Словом, чувство неудовлетворенности всеми видами нашей работы в газете постепенно становилось для меня личной бедой. Приходили мысли и о том, что, может быть, не здесь твое настоящее место, а в строю - в полку, в батальоне, в роте,- где делается самое главное, что нужно делать для Родины.
Зимой 1942 года у нас в редакции возникла мысль расширить отдел "Прямой наводкой" до отдельного еженедельного листка - приложения к газете.

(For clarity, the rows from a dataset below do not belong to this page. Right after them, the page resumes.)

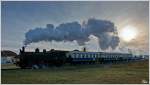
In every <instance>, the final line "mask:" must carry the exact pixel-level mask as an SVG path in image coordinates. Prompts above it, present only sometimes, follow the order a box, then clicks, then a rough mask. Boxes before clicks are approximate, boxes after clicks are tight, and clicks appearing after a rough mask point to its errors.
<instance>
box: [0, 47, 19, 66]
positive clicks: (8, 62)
mask: <svg viewBox="0 0 150 85" xmlns="http://www.w3.org/2000/svg"><path fill="white" fill-rule="evenodd" d="M15 56H17V54H16V53H14V52H12V51H9V50H3V51H1V64H12V63H14V58H15Z"/></svg>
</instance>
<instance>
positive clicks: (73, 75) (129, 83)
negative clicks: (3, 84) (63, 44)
mask: <svg viewBox="0 0 150 85" xmlns="http://www.w3.org/2000/svg"><path fill="white" fill-rule="evenodd" d="M148 81H149V69H148V61H139V62H132V63H128V64H113V65H81V66H63V67H60V68H56V67H52V68H49V69H38V70H34V69H5V70H2V71H1V83H3V84H9V83H13V84H19V83H23V84H29V83H30V84H38V83H39V84H47V83H51V84H62V83H65V84H111V83H112V84H140V83H148Z"/></svg>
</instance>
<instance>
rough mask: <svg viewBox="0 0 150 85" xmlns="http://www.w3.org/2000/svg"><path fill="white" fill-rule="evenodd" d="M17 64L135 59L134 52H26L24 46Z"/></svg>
mask: <svg viewBox="0 0 150 85" xmlns="http://www.w3.org/2000/svg"><path fill="white" fill-rule="evenodd" d="M17 58H18V61H17V63H16V64H17V65H18V66H20V67H21V68H44V67H50V66H57V67H59V66H62V65H64V64H66V63H68V64H73V65H74V64H94V63H108V62H111V63H116V62H123V61H125V62H128V61H131V60H134V59H135V57H133V55H132V54H127V53H126V54H125V53H124V54H123V53H106V52H86V51H78V50H74V51H62V50H54V49H51V50H50V51H46V50H45V49H44V50H43V52H40V51H39V49H38V48H37V49H35V52H26V51H25V48H24V47H22V50H20V53H19V55H18V57H17Z"/></svg>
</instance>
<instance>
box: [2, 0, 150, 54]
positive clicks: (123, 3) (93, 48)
mask: <svg viewBox="0 0 150 85" xmlns="http://www.w3.org/2000/svg"><path fill="white" fill-rule="evenodd" d="M90 18H95V19H100V20H109V21H111V22H113V23H114V25H115V27H116V28H117V31H118V35H119V34H120V31H121V29H123V28H125V27H126V26H132V27H134V28H136V30H137V32H138V33H137V36H136V37H135V38H134V39H133V40H131V41H130V42H126V41H124V40H123V39H122V38H120V43H119V45H118V47H117V48H116V49H113V50H112V49H107V50H101V49H100V48H99V46H98V43H97V39H96V38H91V40H90V41H89V42H87V43H86V45H84V46H79V45H78V44H77V43H76V42H49V41H48V42H45V41H41V42H36V43H31V44H30V45H28V46H27V47H26V50H28V51H33V50H34V49H35V48H37V47H38V48H40V49H41V50H42V49H47V50H50V49H59V50H74V49H78V50H81V49H82V48H83V47H86V48H87V50H88V51H120V50H121V49H122V50H124V49H125V50H124V51H126V49H128V48H130V49H132V50H133V52H138V53H139V52H142V53H148V51H149V48H148V47H149V2H148V1H106V2H105V1H89V2H88V1H86V2H85V1H84V2H83V1H76V2H73V1H3V2H2V3H1V49H2V50H12V51H14V52H16V53H18V52H19V49H20V48H21V47H22V46H23V45H24V44H23V41H24V40H25V34H26V33H27V32H28V31H29V30H31V29H35V28H37V27H39V28H45V27H46V25H47V24H53V25H54V26H55V27H57V26H59V24H62V23H68V22H74V21H77V22H79V23H80V24H82V23H83V22H85V21H87V20H88V19H90Z"/></svg>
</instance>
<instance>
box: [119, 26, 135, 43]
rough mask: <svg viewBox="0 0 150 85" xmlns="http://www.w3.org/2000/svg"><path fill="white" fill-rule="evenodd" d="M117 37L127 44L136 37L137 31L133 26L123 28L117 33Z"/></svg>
mask: <svg viewBox="0 0 150 85" xmlns="http://www.w3.org/2000/svg"><path fill="white" fill-rule="evenodd" d="M119 36H120V38H121V39H122V40H124V41H126V42H129V41H131V40H133V39H135V38H136V36H137V29H136V28H135V27H134V26H130V25H128V26H125V27H124V28H122V29H121V30H120V32H119Z"/></svg>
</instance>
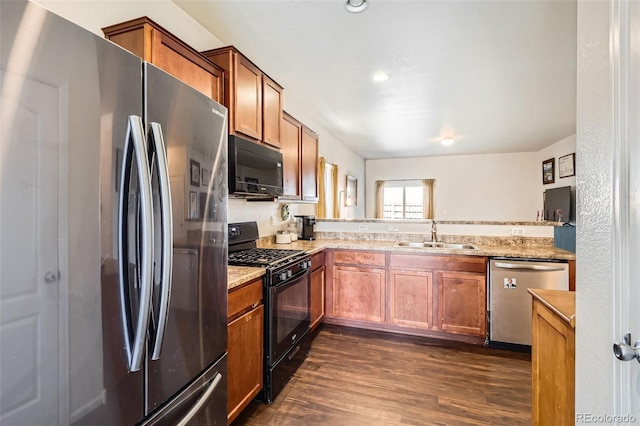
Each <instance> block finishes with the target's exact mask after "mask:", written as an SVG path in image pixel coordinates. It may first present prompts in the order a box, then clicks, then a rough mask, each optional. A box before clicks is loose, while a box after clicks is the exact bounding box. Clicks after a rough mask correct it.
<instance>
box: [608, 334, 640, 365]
mask: <svg viewBox="0 0 640 426" xmlns="http://www.w3.org/2000/svg"><path fill="white" fill-rule="evenodd" d="M630 343H631V334H625V336H624V339H623V341H622V342H615V343H614V344H613V353H614V355H615V356H616V358H618V359H619V360H620V361H631V360H632V359H636V360H638V362H640V340H638V341H636V342H635V343H634V344H633V346H631V344H630Z"/></svg>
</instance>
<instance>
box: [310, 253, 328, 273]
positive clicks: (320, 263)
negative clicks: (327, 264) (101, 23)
mask: <svg viewBox="0 0 640 426" xmlns="http://www.w3.org/2000/svg"><path fill="white" fill-rule="evenodd" d="M324 264H325V255H324V251H321V252H319V253H316V254H314V255H313V256H311V270H312V271H315V270H316V269H318V268H320V267H322V266H324Z"/></svg>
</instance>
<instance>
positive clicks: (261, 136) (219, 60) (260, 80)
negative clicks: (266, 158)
mask: <svg viewBox="0 0 640 426" xmlns="http://www.w3.org/2000/svg"><path fill="white" fill-rule="evenodd" d="M202 54H203V55H204V56H205V57H206V58H207V59H209V60H210V61H212V62H214V63H215V64H217V65H218V66H220V67H221V68H222V69H224V70H225V72H226V78H225V87H224V94H225V96H224V102H223V104H224V106H226V107H227V108H228V109H229V134H231V135H235V134H240V135H244V136H248V137H249V138H251V139H254V140H256V141H260V142H264V143H266V144H269V145H271V146H274V147H276V148H281V141H280V139H281V133H280V131H281V128H280V124H281V121H282V87H280V85H278V83H276V82H275V81H273V80H272V79H270V78H269V77H268V76H267V75H266V74H264V73H263V72H262V71H260V69H259V68H258V67H257V66H256V65H255V64H254V63H253V62H251V61H250V60H249V59H247V57H246V56H244V55H243V54H242V53H240V52H239V51H238V50H237V49H236V48H235V47H233V46H226V47H221V48H219V49H213V50H207V51H205V52H202Z"/></svg>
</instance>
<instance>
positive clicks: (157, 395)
mask: <svg viewBox="0 0 640 426" xmlns="http://www.w3.org/2000/svg"><path fill="white" fill-rule="evenodd" d="M0 20H1V21H0V58H1V61H0V68H1V69H0V90H1V92H0V93H1V95H0V96H1V98H0V108H1V120H2V121H1V126H0V236H1V242H0V390H1V395H0V424H2V425H3V426H9V425H27V424H28V425H51V424H60V425H66V424H73V425H85V424H86V425H131V424H137V423H143V424H146V423H148V424H171V425H175V424H192V425H197V424H200V425H216V424H226V347H227V334H226V317H227V266H226V265H227V248H226V246H227V240H226V238H227V233H226V228H227V223H226V221H227V219H226V217H227V182H226V176H227V163H226V161H227V160H226V156H227V136H226V135H227V110H226V109H225V108H224V107H223V106H221V105H219V104H217V103H216V102H214V101H213V100H211V99H209V98H207V97H206V96H204V95H202V94H200V93H199V92H197V91H196V90H194V89H192V88H191V87H189V86H187V85H185V84H183V83H181V82H179V81H178V80H176V79H175V78H173V77H172V76H170V75H168V74H166V73H164V72H163V71H161V70H159V69H157V68H155V67H153V66H152V65H150V64H148V63H143V62H142V61H141V60H140V59H139V58H137V57H135V56H133V55H131V54H130V53H128V52H126V51H124V50H123V49H121V48H119V47H118V46H116V45H114V44H112V43H110V42H108V41H106V40H104V39H102V38H101V37H98V36H96V35H95V34H92V33H90V32H88V31H86V30H84V29H82V28H80V27H78V26H76V25H74V24H72V23H70V22H68V21H66V20H64V19H62V18H60V17H57V16H55V15H54V14H52V13H49V12H47V11H45V10H44V9H42V8H41V7H39V6H37V5H35V4H33V3H27V2H23V1H2V2H0Z"/></svg>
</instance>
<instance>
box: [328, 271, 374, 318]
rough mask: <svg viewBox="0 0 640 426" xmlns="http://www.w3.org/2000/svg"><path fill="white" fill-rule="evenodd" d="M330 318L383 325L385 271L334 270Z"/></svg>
mask: <svg viewBox="0 0 640 426" xmlns="http://www.w3.org/2000/svg"><path fill="white" fill-rule="evenodd" d="M333 271H334V277H333V315H334V316H335V317H342V318H351V319H357V320H362V321H370V322H384V321H385V315H384V311H385V303H384V301H385V300H386V295H385V270H384V269H378V268H362V267H354V266H335V267H334V270H333Z"/></svg>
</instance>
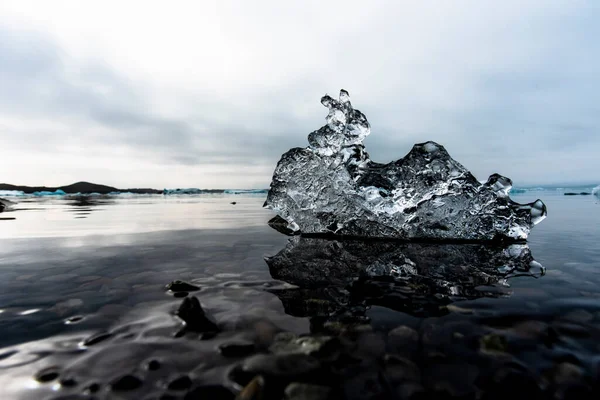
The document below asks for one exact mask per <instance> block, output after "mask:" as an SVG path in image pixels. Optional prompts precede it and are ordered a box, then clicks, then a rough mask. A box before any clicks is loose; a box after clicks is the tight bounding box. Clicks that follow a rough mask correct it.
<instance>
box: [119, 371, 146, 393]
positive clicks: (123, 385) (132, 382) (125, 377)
mask: <svg viewBox="0 0 600 400" xmlns="http://www.w3.org/2000/svg"><path fill="white" fill-rule="evenodd" d="M142 384H143V382H142V380H141V379H140V378H138V377H137V376H134V375H125V376H122V377H121V378H119V379H117V380H116V381H114V382H113V383H112V385H111V388H112V390H113V391H115V392H126V391H130V390H135V389H138V388H139V387H141V386H142Z"/></svg>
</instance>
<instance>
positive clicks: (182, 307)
mask: <svg viewBox="0 0 600 400" xmlns="http://www.w3.org/2000/svg"><path fill="white" fill-rule="evenodd" d="M177 316H178V317H179V318H181V319H182V320H183V321H184V322H185V326H186V329H188V330H190V331H193V332H218V331H219V328H218V327H217V324H215V322H214V321H212V320H211V319H209V318H208V316H207V315H206V313H205V312H204V310H203V309H202V306H201V305H200V301H198V299H197V298H196V297H194V296H192V297H186V298H185V299H183V302H181V305H180V306H179V309H178V310H177Z"/></svg>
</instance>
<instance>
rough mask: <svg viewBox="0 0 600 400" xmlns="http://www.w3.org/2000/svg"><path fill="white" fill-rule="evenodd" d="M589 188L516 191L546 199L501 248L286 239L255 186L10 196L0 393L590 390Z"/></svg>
mask: <svg viewBox="0 0 600 400" xmlns="http://www.w3.org/2000/svg"><path fill="white" fill-rule="evenodd" d="M592 190H593V186H590V187H578V188H573V187H568V188H554V187H544V188H518V189H514V190H513V191H512V193H511V198H512V199H513V200H514V201H517V202H520V203H528V202H532V201H534V200H536V199H538V198H539V199H542V200H543V201H544V203H545V204H546V206H547V209H548V217H547V218H546V219H545V220H544V221H542V222H541V223H540V224H539V225H537V226H535V227H534V228H533V230H532V233H531V235H530V237H529V239H528V241H527V243H526V244H525V243H521V244H514V245H496V244H495V245H487V244H437V245H436V244H431V243H429V244H419V243H415V244H402V243H385V242H377V243H373V242H364V241H357V240H353V241H344V240H331V239H317V238H311V239H307V238H301V237H297V236H294V237H290V236H286V235H284V234H282V233H280V232H279V231H277V230H275V229H273V228H271V227H270V226H269V225H268V223H267V222H268V221H269V220H270V219H271V218H272V217H273V216H274V215H275V214H274V213H273V212H272V211H270V210H267V209H265V208H263V207H262V206H263V203H264V201H265V197H266V193H264V192H260V191H258V192H256V193H247V192H236V191H231V192H227V193H216V194H215V193H210V194H209V193H206V194H169V195H131V194H120V195H92V196H89V195H88V196H86V195H75V196H73V195H66V196H37V197H36V196H22V195H20V196H14V195H13V196H10V195H11V193H3V194H2V195H0V197H2V198H4V199H6V200H9V201H10V202H11V204H10V206H9V208H8V209H7V210H6V211H5V212H3V213H0V399H130V398H131V399H165V400H166V399H220V398H224V399H233V398H239V399H329V398H332V399H333V398H336V399H337V398H339V399H346V398H348V399H355V398H356V399H363V398H368V399H388V398H393V399H395V398H398V399H413V398H414V399H417V398H424V399H427V398H436V399H443V398H460V399H500V398H502V399H505V398H506V397H507V396H513V397H514V398H525V397H528V398H530V399H534V398H535V399H537V398H540V399H542V398H544V399H545V398H548V399H561V398H573V399H587V398H590V399H592V398H600V198H599V197H598V196H597V195H581V194H579V193H582V192H583V193H591V192H592ZM566 192H570V193H577V194H576V195H565V193H566ZM398 259H401V260H404V261H401V263H402V265H403V266H404V267H402V268H400V270H398V269H395V270H393V271H390V270H386V265H387V264H386V263H388V264H389V263H390V262H393V263H396V265H397V264H398V262H397V260H398ZM390 260H392V261H390ZM403 268H404V269H403ZM373 271H375V272H377V271H379V272H381V271H383V272H382V273H380V274H377V273H374V272H373ZM380 275H384V276H380ZM236 396H237V397H236Z"/></svg>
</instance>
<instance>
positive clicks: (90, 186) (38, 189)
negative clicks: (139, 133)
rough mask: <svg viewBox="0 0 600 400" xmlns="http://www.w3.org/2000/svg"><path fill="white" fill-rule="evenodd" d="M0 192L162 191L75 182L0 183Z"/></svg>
mask: <svg viewBox="0 0 600 400" xmlns="http://www.w3.org/2000/svg"><path fill="white" fill-rule="evenodd" d="M0 190H20V191H22V192H24V193H34V192H55V191H56V190H62V191H63V192H65V193H67V194H69V193H70V194H72V193H100V194H107V193H111V192H131V193H138V194H161V193H162V192H163V191H162V190H156V189H146V188H142V189H117V188H115V187H112V186H106V185H98V184H96V183H90V182H77V183H73V184H71V185H67V186H57V187H47V186H19V185H9V184H7V183H0Z"/></svg>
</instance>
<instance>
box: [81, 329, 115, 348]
mask: <svg viewBox="0 0 600 400" xmlns="http://www.w3.org/2000/svg"><path fill="white" fill-rule="evenodd" d="M111 336H112V334H110V333H108V332H101V333H97V334H95V335H92V336H90V337H89V338H87V339H85V340H84V341H83V345H84V346H93V345H95V344H97V343H100V342H103V341H105V340H106V339H108V338H110V337H111Z"/></svg>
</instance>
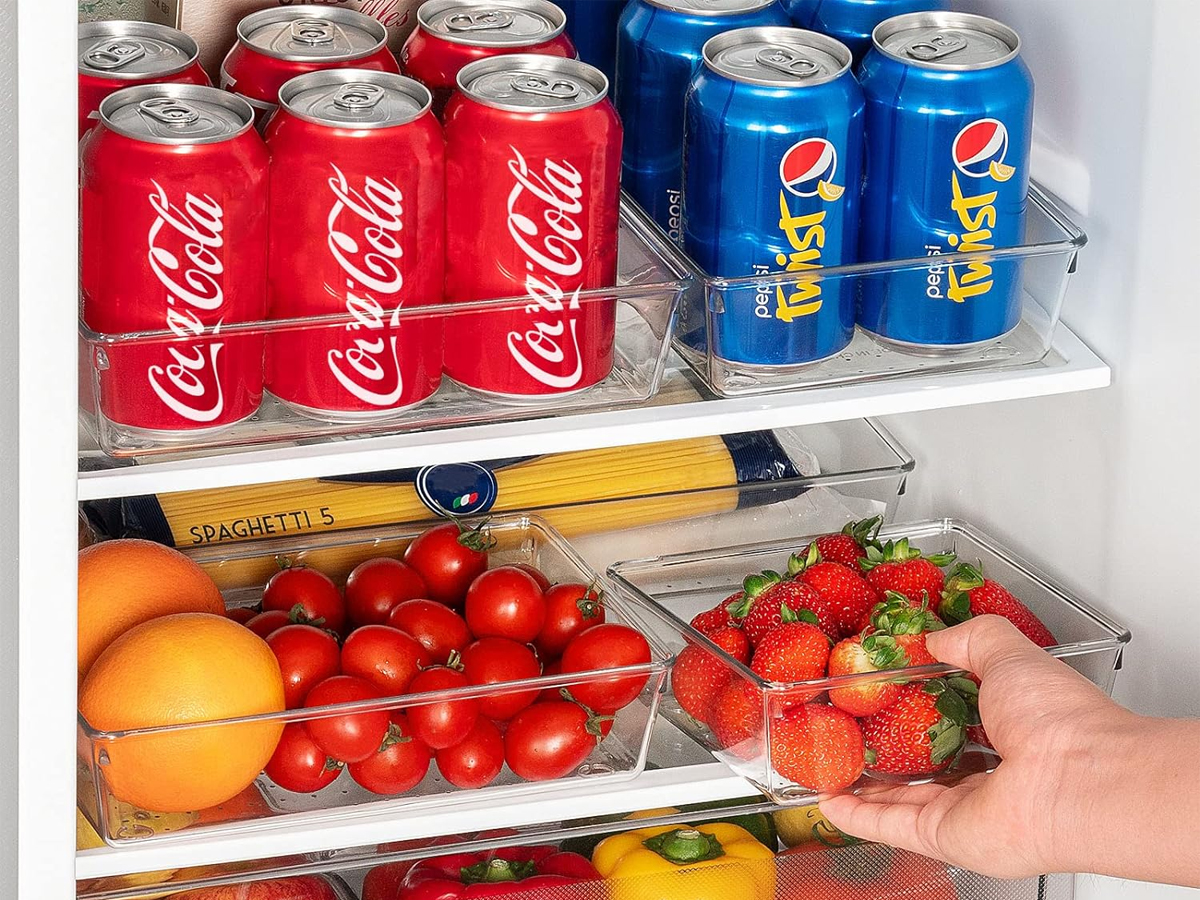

Я взялся написать как бы программную передовую в стихах для этого издания, которое, кстати сказать, по разным причинам просуществовало недолго. Вот вступительная часть этого стихотворения:
На войне, в быту суровом,
В трудной жизни боевой,
На снегу, под зябким кровом
Лучше нет простой, здоровой,
Прочной пищи фронтовой.
И любой вояка старый
Скажет попросту о ней:
Лишь была б она с наваром
Да была бы с пылу, с жару
Подобрей, погорячей.
Чтоб она тебя согрела,
Одарила, в кровь пошла,
Чтоб душа твоя и тело
Поднялися вместе смело
На хорошие дела.
Чтоб идти вперед, в атаку,
Силу чувствуя в плечах,
Бодрость чувствуя. Однако
Дело тут не только в щах...
Жить без пищи можно сутки,
Можно больше, но порой
На войне одной минутки
Не прожить без прибаутки.
Шутки самой немудрой...
Перед весной 1942 года я приехал в Москву и, заглянув в свои тетрадки, вдруг решил оживить "Василия Теркина". Сразу было написано вступление о воде, еде, шутке и правде. Быстро дописались главы "На привале", "Переправа", "Теркин ранен", "О награде", лежавшие в черновых набросках. "Гармонь" осталась в основном в том же виде, как была в свое время напечатана. Совсем новой главой, написанной на основе впечатлений лета 1941 года на Юго-Западном фронте, была глава "Перед боем".
Перемещение героя из обстановки финской кампании в обстановку фронта Великой Отечественной войны сообщило ему совсем иное, чем в первоначальном замысле, значение. И это не было механическим решением задачи. Мне уже приходилось говорить в печати о том, что собственно военные впечатления, батальный фон войны 1941-1945 годов для меня во многом были предварены работой на фронте в Финляндии. Но дело в том, что глубина всенародно-исторического бедствия и всенародно-исторического подвига в Отечественной войне с первого дня отличила ее от каких бы то ни было иных войн и тем более военных кампаний.
Я недолго томился сомнениями и опасениями относительно неопределенности жанра, отсутствия первоначального плана, обнимающего все произведение наперед, слабой сюжетной связанности глав между собой. Не поэма - ну и пусть себе не поэма, решил я; нет единого сюжета - пусть себе нет, не надо; нет самого начала вещи - некогда его выдумывать; не намечена кульминация и завершение всего повествования - пусть, надо писать о том, что горит, не ждет, а там видно будет, разберемся. И когда я так решил, порвав все внутренние обязательства перед условностями формы и махнув рукой на ту или иную возможную опенку литераторами этой моей работы, - мне стало весело и свободно. Как бы в шутку над самим собой, над своим замыслом я набросал строчки о том, что эта "книга про бойца, без начала, без конца". Действительно, было "сроку мало начинать ее сначала": шла война, и я не имел права откладывать то, что нужно сказать сегодня, немедленно, до того времени, как будет изложено все по порядку, с самого начала.
Почему же без конца?!
Просто жалко молодца.
Мне казалось понятным такое объяснение в обстановке войны, когда конец рассказа о герое мог означать только одно - его гибель. Однако в письмах товарищей, не просто читателей "Теркина", а рассматривающих его, так сказать, в научном плане, было какое-то недоумение по поводу этих строк: не следует ли понимать их как-нибудь иначе? Не следует!
Но не скажу, что вопросы формы моего сочинения так-таки и не волновали меня больше с той минуты, как я отважился писать "без формы", "без начала и конца". Формой я был озабочен, но не той, какая мыслится вообще в отношении, скажем, жанра поэмы, а той, какая была нужна и постепенно в процессе работы угадывалась для этой собственно книги.